The sample was derived from an updated list of registered voters who voted in at least two of the last four general elections and one of the last four primary elections. Surveyors asked about respondents’ thoughts on the following subjects:
• Quality of life in Sidney;
• How well they are informed about Sidney’s needs and services offered to residents;
• Sidney’s priorities;
• If they would vote for an earned income tax levy.
• Reasons to support or oppose the levy;
• The cost, whether annual or monthly;
• If the city is a good steward of tax dollars;
• If city leaders make decisions that are in the best interest of the community.
Billman-Royer told council the overall perceptions of the city were generally positive, in terms of the quality of life, positive direction of the city, cost of living, tax rate, fiscal stewardship and public services.

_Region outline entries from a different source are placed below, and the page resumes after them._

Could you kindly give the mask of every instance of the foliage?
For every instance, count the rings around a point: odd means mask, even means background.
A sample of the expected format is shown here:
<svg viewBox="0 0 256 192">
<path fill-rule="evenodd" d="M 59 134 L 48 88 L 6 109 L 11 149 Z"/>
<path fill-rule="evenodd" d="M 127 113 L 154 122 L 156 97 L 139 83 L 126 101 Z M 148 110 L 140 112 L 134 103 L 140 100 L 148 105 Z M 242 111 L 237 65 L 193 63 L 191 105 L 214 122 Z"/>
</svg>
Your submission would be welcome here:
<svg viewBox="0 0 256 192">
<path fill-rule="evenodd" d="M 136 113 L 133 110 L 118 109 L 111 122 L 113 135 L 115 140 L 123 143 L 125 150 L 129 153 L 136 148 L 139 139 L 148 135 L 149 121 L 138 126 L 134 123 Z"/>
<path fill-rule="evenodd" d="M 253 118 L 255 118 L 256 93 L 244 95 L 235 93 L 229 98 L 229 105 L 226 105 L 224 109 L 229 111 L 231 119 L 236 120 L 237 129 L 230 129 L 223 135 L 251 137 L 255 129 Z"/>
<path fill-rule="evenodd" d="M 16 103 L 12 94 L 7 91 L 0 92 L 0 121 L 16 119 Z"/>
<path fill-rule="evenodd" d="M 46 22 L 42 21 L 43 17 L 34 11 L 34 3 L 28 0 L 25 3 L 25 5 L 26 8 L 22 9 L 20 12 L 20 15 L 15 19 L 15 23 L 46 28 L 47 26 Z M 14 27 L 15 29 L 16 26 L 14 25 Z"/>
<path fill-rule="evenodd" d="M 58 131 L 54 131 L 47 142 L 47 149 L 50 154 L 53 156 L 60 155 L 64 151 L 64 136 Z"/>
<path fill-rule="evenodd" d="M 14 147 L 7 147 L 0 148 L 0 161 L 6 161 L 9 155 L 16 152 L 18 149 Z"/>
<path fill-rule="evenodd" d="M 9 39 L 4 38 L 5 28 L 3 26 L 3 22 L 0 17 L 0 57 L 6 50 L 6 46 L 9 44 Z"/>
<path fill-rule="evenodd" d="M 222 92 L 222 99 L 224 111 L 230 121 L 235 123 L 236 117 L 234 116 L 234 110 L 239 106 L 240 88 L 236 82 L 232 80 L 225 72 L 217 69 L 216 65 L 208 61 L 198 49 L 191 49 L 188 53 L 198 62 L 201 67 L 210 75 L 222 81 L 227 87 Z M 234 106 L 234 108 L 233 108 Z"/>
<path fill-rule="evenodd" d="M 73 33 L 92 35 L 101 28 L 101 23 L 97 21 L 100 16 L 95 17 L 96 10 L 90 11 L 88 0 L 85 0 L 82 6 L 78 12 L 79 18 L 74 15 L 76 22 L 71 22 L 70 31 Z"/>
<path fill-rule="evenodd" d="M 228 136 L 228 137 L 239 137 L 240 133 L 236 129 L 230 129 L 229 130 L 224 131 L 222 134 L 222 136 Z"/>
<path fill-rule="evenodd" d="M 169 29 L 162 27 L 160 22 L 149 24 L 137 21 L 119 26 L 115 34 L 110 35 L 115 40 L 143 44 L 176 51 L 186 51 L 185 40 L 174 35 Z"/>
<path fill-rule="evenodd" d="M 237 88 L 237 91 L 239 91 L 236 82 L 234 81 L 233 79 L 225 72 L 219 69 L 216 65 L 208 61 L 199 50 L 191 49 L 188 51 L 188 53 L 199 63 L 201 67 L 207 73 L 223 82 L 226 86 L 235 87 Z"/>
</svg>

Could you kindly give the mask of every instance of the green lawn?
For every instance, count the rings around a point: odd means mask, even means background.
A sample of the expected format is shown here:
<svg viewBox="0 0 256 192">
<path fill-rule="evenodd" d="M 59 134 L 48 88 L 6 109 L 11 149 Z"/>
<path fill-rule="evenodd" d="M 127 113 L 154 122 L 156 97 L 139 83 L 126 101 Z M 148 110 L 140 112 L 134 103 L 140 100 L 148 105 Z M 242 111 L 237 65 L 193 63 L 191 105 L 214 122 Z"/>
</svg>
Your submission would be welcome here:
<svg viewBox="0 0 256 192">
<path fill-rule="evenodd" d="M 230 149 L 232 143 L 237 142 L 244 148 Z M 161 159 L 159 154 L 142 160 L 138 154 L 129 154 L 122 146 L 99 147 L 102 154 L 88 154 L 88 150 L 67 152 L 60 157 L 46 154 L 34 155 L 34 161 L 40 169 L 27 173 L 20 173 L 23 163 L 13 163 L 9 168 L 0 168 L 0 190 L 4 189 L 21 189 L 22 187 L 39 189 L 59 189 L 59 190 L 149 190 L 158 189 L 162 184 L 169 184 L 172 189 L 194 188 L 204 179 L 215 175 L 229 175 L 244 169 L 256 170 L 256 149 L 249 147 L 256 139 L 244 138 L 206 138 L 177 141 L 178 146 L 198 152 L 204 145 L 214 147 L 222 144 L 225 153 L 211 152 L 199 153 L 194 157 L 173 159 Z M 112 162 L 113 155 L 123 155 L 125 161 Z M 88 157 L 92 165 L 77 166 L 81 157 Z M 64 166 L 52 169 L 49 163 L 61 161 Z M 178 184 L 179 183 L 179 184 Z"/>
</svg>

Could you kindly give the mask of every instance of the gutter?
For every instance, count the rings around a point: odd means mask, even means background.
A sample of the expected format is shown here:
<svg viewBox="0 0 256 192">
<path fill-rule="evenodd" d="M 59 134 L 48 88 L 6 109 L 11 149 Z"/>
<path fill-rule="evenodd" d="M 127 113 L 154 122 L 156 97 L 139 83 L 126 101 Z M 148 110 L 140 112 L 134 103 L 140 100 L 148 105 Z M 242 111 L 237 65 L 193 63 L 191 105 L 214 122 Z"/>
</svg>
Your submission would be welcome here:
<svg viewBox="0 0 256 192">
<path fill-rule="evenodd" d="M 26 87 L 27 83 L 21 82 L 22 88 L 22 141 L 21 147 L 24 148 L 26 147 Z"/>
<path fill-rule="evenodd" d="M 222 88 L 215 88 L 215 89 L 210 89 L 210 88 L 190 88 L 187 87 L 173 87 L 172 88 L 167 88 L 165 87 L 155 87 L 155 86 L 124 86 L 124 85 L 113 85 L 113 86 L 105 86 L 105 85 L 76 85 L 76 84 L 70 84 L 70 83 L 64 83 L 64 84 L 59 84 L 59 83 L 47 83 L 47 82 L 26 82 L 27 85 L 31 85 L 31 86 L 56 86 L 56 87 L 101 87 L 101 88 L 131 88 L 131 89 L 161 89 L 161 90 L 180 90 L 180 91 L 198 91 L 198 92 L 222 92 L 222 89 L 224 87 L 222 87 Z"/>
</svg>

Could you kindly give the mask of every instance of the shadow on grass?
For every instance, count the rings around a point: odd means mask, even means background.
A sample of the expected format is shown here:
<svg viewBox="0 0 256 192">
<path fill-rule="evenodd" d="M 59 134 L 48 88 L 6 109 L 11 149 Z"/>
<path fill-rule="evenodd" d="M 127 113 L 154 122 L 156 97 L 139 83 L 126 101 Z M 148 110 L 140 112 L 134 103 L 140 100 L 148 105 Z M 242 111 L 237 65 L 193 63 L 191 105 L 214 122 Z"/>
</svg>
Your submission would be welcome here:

“The support for the street repairs and maintenance was overwhelming,” she said, “and community leaders expressed satisfaction with how the earned income tax dollars are being spent.”
She told council fire and emergency services ranked as a very high priority during this process. Throughout the discussions, Billman-Royer said, the vast majority of participants made clear their genuine concern for the level of service and well-being of fellow neighbors.
She recommended for council and city staff members to be out in the community talking to residents in different forums. She told council members they need to attend various club meetings to help inform people. She noted informed respondents were generally more in support of the levy than voters who know considerably less.
The results indicated most people surveyed were more in favor of one levy opposed to two separate levies, and that a continuous levy was the preference, Billman-Royer confirmed.
“It is evident that clear and regular communication will be a vital part of the process once the city determines the best and most feasible path forward. Those communications are also essential for members of the community to feel they have ‘a voice at the table’ and are making informed decisions about their community’s future,” Billman-Royer said.
After some brief discussion, the consensus among council was to likely put the two funding needs on one levy, likely on the May primary ballot. However, council intends to continue the discussion further at the regular Jan. 28 meeting.